The KeyCorp Board of Directors has determined that Audit Committee members Gillis and Menascé are “financial experts” as defined by the applicable Securities and Exchange Commission rules and regulations.
 
COMMUNICATIONS WITH THE AUDIT COMMITTEE
 
Interested parties wishing to communicate with the Audit Committee regarding accounting, internal accounting controls, or auditing matters, may directly contact the Audit Committee by mailing a statement of their comments and views to KeyCorp at its corporate headquarters in Cleveland, Ohio. Such correspondence should be addressed to the Chair, Audit Committee, KeyCorp Board of Directors, care of the Secretary of KeyCorp, and be marked “Confidential.”
 
AUDIT COMMITTEE REPORT
 
The Audit Committee of the KeyCorp Board of Directors is composed of five outside directors and operates under a written charter adopted by the Board of Directors. The Committee annually selects KeyCorp’s independent auditors, subject to shareholder ratification.
 
Management is responsible for KeyCorp’s internal controls and financial reporting process. Ernst & Young, KeyCorp’s independent auditors, is responsible for performing an independent audit of KeyCorp’s consolidated financial statements in accordance with generally accepted auditing standards and to issue a report thereon. The Committee’s responsibility is to provide oversight to these processes.
 
In fulfilling its oversight responsibility, the Committee relies on the accuracy of financial and other information, opinions, reports, and statements provided to the Committee. Accordingly, the Committee’s oversight does not provide an independent basis to determine that management has maintained appropriate accounting and financial reporting principles or appropriate internal controls and procedures designed to assure compliance with accounting standards and applicable laws and regulations.

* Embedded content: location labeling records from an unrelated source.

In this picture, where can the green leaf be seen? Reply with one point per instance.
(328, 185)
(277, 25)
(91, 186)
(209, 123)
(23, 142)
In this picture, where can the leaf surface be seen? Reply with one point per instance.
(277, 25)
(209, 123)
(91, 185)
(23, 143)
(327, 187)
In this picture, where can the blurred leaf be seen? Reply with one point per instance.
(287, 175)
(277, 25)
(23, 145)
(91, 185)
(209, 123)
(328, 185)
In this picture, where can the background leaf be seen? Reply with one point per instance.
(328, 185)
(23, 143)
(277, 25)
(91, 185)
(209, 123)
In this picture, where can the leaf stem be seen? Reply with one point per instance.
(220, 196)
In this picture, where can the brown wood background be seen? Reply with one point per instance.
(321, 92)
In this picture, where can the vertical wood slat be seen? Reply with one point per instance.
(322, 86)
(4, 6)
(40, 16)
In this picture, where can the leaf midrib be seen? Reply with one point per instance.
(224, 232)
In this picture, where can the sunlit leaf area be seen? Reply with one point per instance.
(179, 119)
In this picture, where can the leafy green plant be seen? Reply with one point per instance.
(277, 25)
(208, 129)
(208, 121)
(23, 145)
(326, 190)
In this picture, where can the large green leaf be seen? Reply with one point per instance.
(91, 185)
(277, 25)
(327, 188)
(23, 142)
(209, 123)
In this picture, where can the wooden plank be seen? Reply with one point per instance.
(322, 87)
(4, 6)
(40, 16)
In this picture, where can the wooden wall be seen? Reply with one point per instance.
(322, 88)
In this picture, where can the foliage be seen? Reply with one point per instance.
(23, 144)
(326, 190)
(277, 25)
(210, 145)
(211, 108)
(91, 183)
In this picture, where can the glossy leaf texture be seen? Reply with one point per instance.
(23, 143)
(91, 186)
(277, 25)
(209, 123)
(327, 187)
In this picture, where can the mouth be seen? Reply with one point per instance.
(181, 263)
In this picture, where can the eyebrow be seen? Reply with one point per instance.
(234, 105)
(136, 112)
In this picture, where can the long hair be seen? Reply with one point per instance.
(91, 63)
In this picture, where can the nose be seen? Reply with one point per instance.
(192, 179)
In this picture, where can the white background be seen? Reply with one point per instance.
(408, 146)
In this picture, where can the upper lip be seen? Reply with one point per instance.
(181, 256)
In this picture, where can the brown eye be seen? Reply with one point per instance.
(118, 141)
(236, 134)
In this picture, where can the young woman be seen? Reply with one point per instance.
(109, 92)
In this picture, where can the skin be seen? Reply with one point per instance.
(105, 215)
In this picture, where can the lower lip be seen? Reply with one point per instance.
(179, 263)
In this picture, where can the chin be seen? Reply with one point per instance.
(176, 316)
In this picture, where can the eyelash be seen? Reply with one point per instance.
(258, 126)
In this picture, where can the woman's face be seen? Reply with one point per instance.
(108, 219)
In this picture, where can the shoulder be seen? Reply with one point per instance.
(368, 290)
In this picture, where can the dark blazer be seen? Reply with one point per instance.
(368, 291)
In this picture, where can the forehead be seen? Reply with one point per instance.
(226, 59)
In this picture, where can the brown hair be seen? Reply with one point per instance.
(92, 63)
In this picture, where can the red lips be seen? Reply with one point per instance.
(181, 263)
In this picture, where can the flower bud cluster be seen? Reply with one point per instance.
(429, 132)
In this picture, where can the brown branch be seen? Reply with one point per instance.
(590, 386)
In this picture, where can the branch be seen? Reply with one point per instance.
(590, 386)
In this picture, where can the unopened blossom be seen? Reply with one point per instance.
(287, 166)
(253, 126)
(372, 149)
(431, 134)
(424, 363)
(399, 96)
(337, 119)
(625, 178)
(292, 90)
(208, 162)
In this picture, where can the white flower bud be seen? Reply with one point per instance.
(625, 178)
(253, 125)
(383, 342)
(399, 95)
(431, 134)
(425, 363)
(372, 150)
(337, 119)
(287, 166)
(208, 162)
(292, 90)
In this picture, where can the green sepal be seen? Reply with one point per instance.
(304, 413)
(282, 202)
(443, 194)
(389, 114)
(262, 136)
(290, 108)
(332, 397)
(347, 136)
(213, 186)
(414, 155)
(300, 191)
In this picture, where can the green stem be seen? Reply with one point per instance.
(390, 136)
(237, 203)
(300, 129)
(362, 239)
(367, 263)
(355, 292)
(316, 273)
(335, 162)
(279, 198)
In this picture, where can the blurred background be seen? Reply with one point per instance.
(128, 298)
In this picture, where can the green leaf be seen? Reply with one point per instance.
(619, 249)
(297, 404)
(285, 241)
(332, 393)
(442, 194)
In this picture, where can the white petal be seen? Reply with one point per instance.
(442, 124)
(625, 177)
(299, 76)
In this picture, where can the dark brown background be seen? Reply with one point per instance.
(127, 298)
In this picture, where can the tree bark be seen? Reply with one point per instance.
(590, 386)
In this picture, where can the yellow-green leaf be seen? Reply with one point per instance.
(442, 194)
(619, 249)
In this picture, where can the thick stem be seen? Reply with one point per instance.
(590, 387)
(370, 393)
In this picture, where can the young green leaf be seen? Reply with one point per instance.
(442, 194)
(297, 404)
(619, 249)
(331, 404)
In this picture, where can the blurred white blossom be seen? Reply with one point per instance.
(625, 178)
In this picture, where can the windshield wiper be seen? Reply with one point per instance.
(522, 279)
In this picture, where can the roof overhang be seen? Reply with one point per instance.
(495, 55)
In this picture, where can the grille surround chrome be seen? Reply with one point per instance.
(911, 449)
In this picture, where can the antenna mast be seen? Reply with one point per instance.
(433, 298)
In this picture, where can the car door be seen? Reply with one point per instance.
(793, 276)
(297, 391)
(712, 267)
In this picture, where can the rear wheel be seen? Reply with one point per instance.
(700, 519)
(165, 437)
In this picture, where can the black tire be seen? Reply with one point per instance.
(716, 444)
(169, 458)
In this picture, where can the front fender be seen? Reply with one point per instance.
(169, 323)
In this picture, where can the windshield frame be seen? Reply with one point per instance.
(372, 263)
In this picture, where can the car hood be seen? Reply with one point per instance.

Nor does the Committee’s oversight assure that the audit of KeyCorp’s financial statements has been carried out in accordance with generally accepted auditing standards or that the audited financial statements are presented in accordance with generally accepted accounting principles.
 
The Committee has reviewed and discussed the audited financial statements of KeyCorp for the year ended December 31, 2010 (“Audited Financial Statements”) with KeyCorp’s management. In addition, the Committee has discussed with Ernst & Young the matters required by Statement on Auditing Standards No. 61, as amended.
 
The Committee has received the written disclosures and the letter from Ernst & Young required by applicable requirements of the Public Company Accounting Oversight Board regarding Ernst & Young’s communications with the Committee concerning independence, and the Committee has discussed with Ernst & Young its independence from KeyCorp. The Committee has considered whether Ernst & Young’s provision of non-audit services to KeyCorp is compatible with maintaining Ernst & Young’s independence.
 
Based on the foregoing review and discussions and relying thereon, the Committee recommended to KeyCorp’s Board of Directors the inclusion of the Audited Financial Statements in KeyCorp’s Annual Report for the year ended December 31, 2010 on Form 10-K that was filed with the Securities and Exchange Commission.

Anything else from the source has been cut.